Epileptic attacks, particularly the convulsive ones, can be preceded by nonspecific symptoms from hours to days before the crises, consisting of irritability, mood changes, sleep disturbances, appetite changes, and of behavior in general.

These prodromes are sometimes very brief and only last some minutes or moments, when the patient notices nervousness, disability to concentrate and great anxiety.

Patients with motor or sensory crises affecting a extremity notice in it strange sensations before the attack.

In epilepsies with crisis of the temporal lobe, the prodromes tend to be of psychosensory nature.

Advice on convulsive disorders

The function of the physician is to control the individual characteristics of epilepsy, to obtain from the patient the essential treatment continuity and advise the epileptic patient in his adaptation to his professional and social life, where driving plays a major role.

If necessary, the physician will advise against driving for safety, and will notify it to the close relatives so that they also collaborate with the patient, avoiding risks when driving.

If driving the patient notices prodromal epileptic symptoms, he should stop immediately and ask for assistance. He never drive to the hospital.

In many cases of epilepsy an aura is not identified prior to the crisis, and an amnesic period after is common, which makes the prevention of epileptic crisis during driving difficult.

If the patient has been one year without seizures or loss of consciousness, he can drive, provided the underlying disease, the medication and his physician allow for it.

With a favorable report from the neurologist stating the diagnosis, treatment compliance, frequency of crises, and medication without side effects for driving, the patient can extend his driving license in the periods established by the law.
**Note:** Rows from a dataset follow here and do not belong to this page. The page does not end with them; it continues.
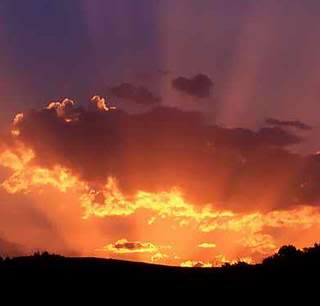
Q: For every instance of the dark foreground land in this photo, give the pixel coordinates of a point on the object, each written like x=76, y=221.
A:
x=288, y=264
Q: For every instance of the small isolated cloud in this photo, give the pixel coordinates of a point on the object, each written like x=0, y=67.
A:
x=123, y=246
x=207, y=245
x=200, y=86
x=137, y=94
x=195, y=264
x=295, y=124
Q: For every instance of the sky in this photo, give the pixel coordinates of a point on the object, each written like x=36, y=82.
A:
x=205, y=149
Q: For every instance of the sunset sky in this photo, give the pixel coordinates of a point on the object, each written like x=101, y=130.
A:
x=178, y=132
It is advisable that these drivers take their medical report in a visible place inside the car so that they can be adequately managed, and also that they carry their emergency medication in an accessible place.
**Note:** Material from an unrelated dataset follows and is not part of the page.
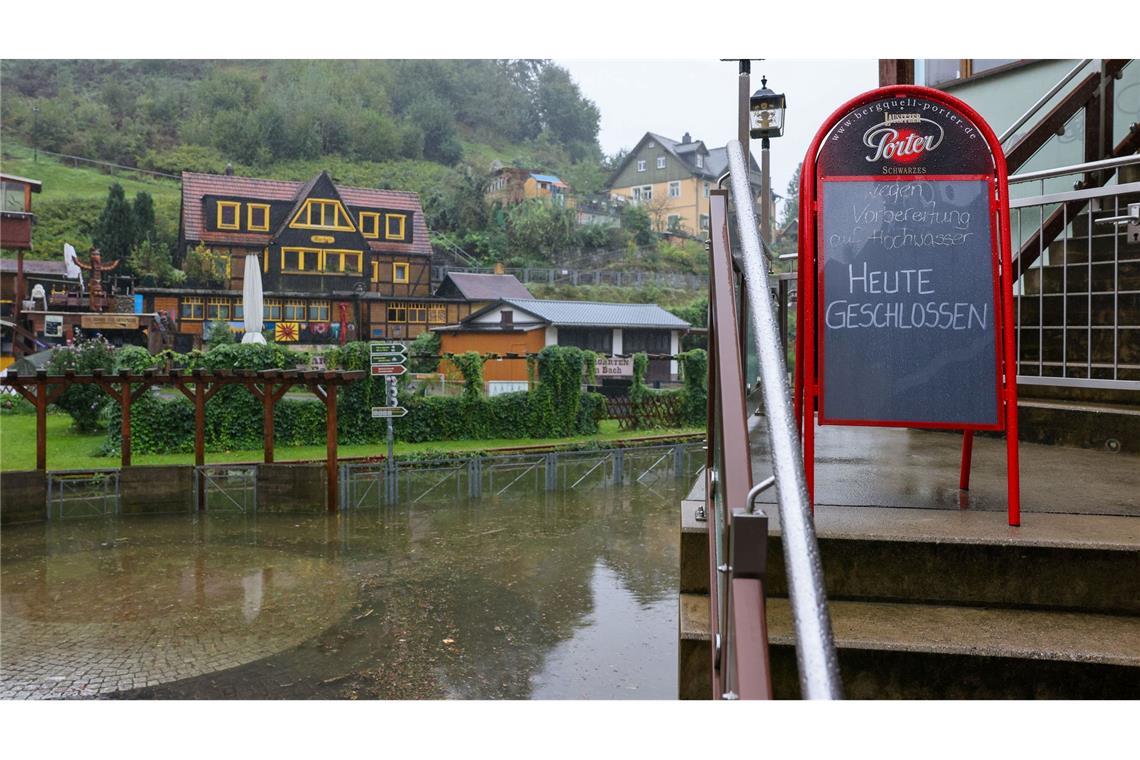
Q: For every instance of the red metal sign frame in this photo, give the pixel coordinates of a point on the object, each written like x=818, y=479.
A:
x=809, y=303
All epileptic patients who despite the treatment can have risk of loss of consciousness cannot drive.

The patient with myoclonic shaking that could affect the safety of driving will need at least 3 months free from shakes, and a favorable report from the neurologist.

In case of a history of a non-characterized single convulsive disorder or secondary to drugs, abuse drugs, or post-surgical, a period of 6 months free from crisis should be accredited with a neurological report.